At the policy level, the same uncomfortable doubts resurface. Does the executive truly think about the common citizen? Can the air we breathe not serve as a measure of the quality of life India aspires to? Air purifiers, once a luxury, have now become a necessity in Delhi-but can everyone afford one? What about those who simply cannot?
The Right to a clean environment and the Right to Life, which includes the right to live with dignity, are being violated in real time—every breath a reminder of that infringement. Who, then, is to be held accountable? Will the residents of Delhi continue to suffer and pay the price, year after year?
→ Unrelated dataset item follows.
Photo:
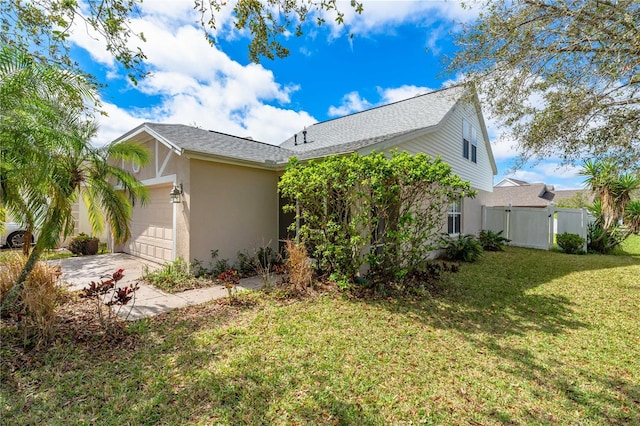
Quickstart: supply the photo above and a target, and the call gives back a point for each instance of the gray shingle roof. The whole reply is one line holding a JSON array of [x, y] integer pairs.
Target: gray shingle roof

Even as COP30 unfolds on the global stage, here in Delhi the air is enough to make one severely ill. And with GRAP-III now implemented, one cannot help but wonder-is it enough? When will we actually see and feel a change in the quality of the air, instead of being handed the same statements, promises, and reports every year?
There is frustration, yes-but also a faint, stubborn hope that someday, breathing clean air in the nation’s capital won’t feel like a privilege.